Dirty Letters(70)
“I’d tell them that it’s not possible to manage someone with extreme anxiety. You can support them and love them, but you’re going to need lots of patience if you’re in this for the long haul. When someone cuts open a leg, the doctor stitches it up—but it still takes a long time for it to fully heal. Even after months pass, there’s a scar. And long after that scar fades, if you hit that skin where the wound was, it will break open easier than other areas. Anxiety is no different.”
I exhaled. “Yeah. Okay.”
“Have patience, Griffin. I know that’s easier said than done, but I don’t think I’m breaking doctor-patient confidentiality when I say that Luca loves you. They say that time heals all wounds, but I think when the wound stems from a broken heart, love is equally as important.”
I nodded and swallowed. “Thanks, Doc.”
After hanging up, I sat around thinking for a while. Luca was physically okay and had Doc. I knew she was struggling and wished there was something I could do to make her better. But if time was what she needed, then I had no choice but to give her a little space and let her know I wasn’t going anywhere.
She’d been reading all my texts, so I composed one more.
Griffin: Hey, beautiful. I just wanted you to know I’m thinking of you today. I’m going to give you a little breathing space, rather than call and text a million times and add stress to everything you’re going through. I’m here if you need me, and I have faith in what we have. Take care of yourself, baby.
I tossed the phone on my cubby bed and lay back with one arm covering my eyes. I was shocked to hear my phone ding a minute later.
Luca: Thank you. You take care, too, Griffin.
CHAPTER 29
LUCA
I picked up the framed photo on my nightstand, the one I’d taken out of my drawer a few days ago, and ran my finger along Isabella’s face.
“Hey, Izzy. I’m sorry I put you away for so long. It’s not that I didn’t want to see you. Trust me. I love your smiling face. It’s just . . . it’s hard, you know? Remember when you went out with Tommy Nystrom our sophomore year? You guys were so cute together. Then his dad got relocated for work, and he moved to Arizona. You had pictures of you two together all over your room. And you were so sad for months after he left. I talked you into taking them down and within two weeks you met Andrew Harding. It wasn’t that you didn’t like Tommy anymore—he just wasn’t there, and the constant reminder was making you sad. Well, that’s sort of like why I had to put away your pictures. I didn’t put them away so that I can meet a new best friend, just the same as you didn’t put Tommy’s photo away looking for a new boyfriend. But sometimes we need to stop living in the past to allow ourselves to be happy.”
I didn’t realize tears had been rolling down my face until one hit the glass of the frame in my hand. Wiping them away, I set the photo back onto my nightstand. The last week had been brutal. When we first got back home from Chicago, I was okay. Sad because I didn’t think Griffin and I would make it, but the situation I’d experienced with the fire alarm really hadn’t hit me. Until it did. A few days later, I woke up in the middle of the night hyperventilating. I’d heard fire alarms blaring so vividly that I ran out of the house in a panic at two in the morning. It took a solid twenty minutes to talk myself into going back inside, even after I realized that no alarm had really gone off. Things started to spiral out of control after that—a meltdown in the pet store, profuse sweating while trying to write, and a constant feeling that something bad was looming. On top of that, fear of having another vivid nightmare had turned me into an insomniac.

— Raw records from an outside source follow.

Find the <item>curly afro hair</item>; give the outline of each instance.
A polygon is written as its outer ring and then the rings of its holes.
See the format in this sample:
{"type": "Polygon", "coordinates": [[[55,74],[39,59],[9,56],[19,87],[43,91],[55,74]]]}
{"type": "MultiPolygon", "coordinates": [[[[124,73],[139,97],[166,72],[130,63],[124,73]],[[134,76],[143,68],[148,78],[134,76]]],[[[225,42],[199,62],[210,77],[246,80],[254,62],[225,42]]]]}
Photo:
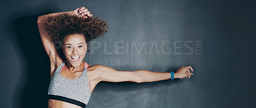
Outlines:
{"type": "Polygon", "coordinates": [[[63,43],[65,37],[70,34],[83,34],[86,43],[102,37],[107,32],[108,24],[97,17],[83,18],[65,13],[49,16],[44,24],[44,29],[52,39],[63,43]]]}

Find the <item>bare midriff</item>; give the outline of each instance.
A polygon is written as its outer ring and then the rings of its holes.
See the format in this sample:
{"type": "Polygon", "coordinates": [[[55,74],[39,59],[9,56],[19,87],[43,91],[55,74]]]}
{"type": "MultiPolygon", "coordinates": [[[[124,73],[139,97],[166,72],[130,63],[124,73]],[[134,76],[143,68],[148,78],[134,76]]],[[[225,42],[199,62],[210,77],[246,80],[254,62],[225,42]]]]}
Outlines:
{"type": "Polygon", "coordinates": [[[82,108],[82,107],[60,100],[48,99],[48,108],[82,108]]]}

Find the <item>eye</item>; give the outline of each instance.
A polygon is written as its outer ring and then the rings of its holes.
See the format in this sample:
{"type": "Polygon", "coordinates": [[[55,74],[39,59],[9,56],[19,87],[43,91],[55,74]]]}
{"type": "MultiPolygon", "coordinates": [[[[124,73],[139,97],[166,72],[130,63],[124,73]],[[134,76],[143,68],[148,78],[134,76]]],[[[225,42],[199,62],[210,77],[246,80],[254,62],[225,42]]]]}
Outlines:
{"type": "Polygon", "coordinates": [[[67,48],[72,48],[71,46],[67,46],[67,48]]]}

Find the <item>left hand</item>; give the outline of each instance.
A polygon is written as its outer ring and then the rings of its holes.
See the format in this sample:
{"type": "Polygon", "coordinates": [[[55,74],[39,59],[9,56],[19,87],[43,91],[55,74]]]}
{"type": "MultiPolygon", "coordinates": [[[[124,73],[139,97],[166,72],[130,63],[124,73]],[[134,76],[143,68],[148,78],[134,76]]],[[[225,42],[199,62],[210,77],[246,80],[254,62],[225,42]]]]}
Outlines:
{"type": "Polygon", "coordinates": [[[72,13],[74,15],[84,18],[92,17],[93,16],[93,15],[90,14],[91,13],[88,10],[88,9],[85,8],[85,7],[80,7],[79,8],[77,8],[75,10],[74,10],[72,13]]]}
{"type": "Polygon", "coordinates": [[[190,76],[193,75],[192,72],[190,72],[190,70],[193,72],[192,67],[191,66],[182,66],[179,68],[178,71],[175,73],[177,78],[190,78],[190,76]]]}

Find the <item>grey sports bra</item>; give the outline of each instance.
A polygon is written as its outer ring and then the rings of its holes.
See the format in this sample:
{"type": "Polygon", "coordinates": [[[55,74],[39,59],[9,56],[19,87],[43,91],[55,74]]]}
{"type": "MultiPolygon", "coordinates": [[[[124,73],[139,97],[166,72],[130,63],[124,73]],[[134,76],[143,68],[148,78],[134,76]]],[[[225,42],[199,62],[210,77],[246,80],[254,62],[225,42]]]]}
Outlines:
{"type": "Polygon", "coordinates": [[[87,63],[77,78],[67,79],[61,75],[65,62],[58,67],[53,74],[48,90],[48,99],[61,100],[85,107],[91,97],[87,77],[87,63]]]}

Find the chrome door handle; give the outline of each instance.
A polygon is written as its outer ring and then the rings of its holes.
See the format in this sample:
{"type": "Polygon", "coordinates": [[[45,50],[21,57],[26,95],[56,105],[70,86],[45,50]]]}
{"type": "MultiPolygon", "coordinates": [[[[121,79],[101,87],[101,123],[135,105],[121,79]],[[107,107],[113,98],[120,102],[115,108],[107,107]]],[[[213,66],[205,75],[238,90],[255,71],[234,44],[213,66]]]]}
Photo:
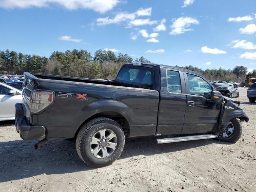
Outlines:
{"type": "Polygon", "coordinates": [[[188,101],[188,106],[194,107],[195,106],[195,102],[194,101],[188,101]]]}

Doc said my delayed physiological response was a form of post-traumatic stress disorder. We spent a few days talking about the night of the concert, something we hadn’t actually done in a few years. Yesterday he’d had me write down the details of what happened that night. The process was supposed to help examine the way I thought about the trauma so that we could come up with a new way to live with it. Basically, I’d taken a step back in my therapy—and it felt about three years back in time.
The one good thing was that writing about the events of the fire made me want to remember the good times with Izzy, too. So today I’d dug out my storage box from the attic and gone through some of my keepsakes. There were birthday cards, photos, videos of us acting silly together, and even a sketch of a tattoo that Isabella had wanted us both to get of the sun, moon, and stars.
I took my yearbook out from the box and turned the pages until I got to her photo. She was so pretty and smiling so brightly. The universe hadn’t given her an inkling of what was coming when that photo was taken. I was just about to put the book back into the box when it slipped from my hands and landed upside down with the inside cover open. Isabella’s handwriting was splashed all over the pages. I’d forgotten about the long letter she’d written inside my yearbook.
Dear Luca,
They say your two best friends are supposed to write inside the front and back covers of your yearbooks. I want you to know that my back cover will remain blank. Because I only have one very best friend in the world and that’s you, Luca Vinetti.
It feels like yesterday that it was the first day of kindergarten and we met. I stood at the bus stop waiting for the school bus to come. Man, was I shitting a pickle. I mean, what if everyone hated me? What if I couldn’t make any friends? What if everyone thought I was a weirdo?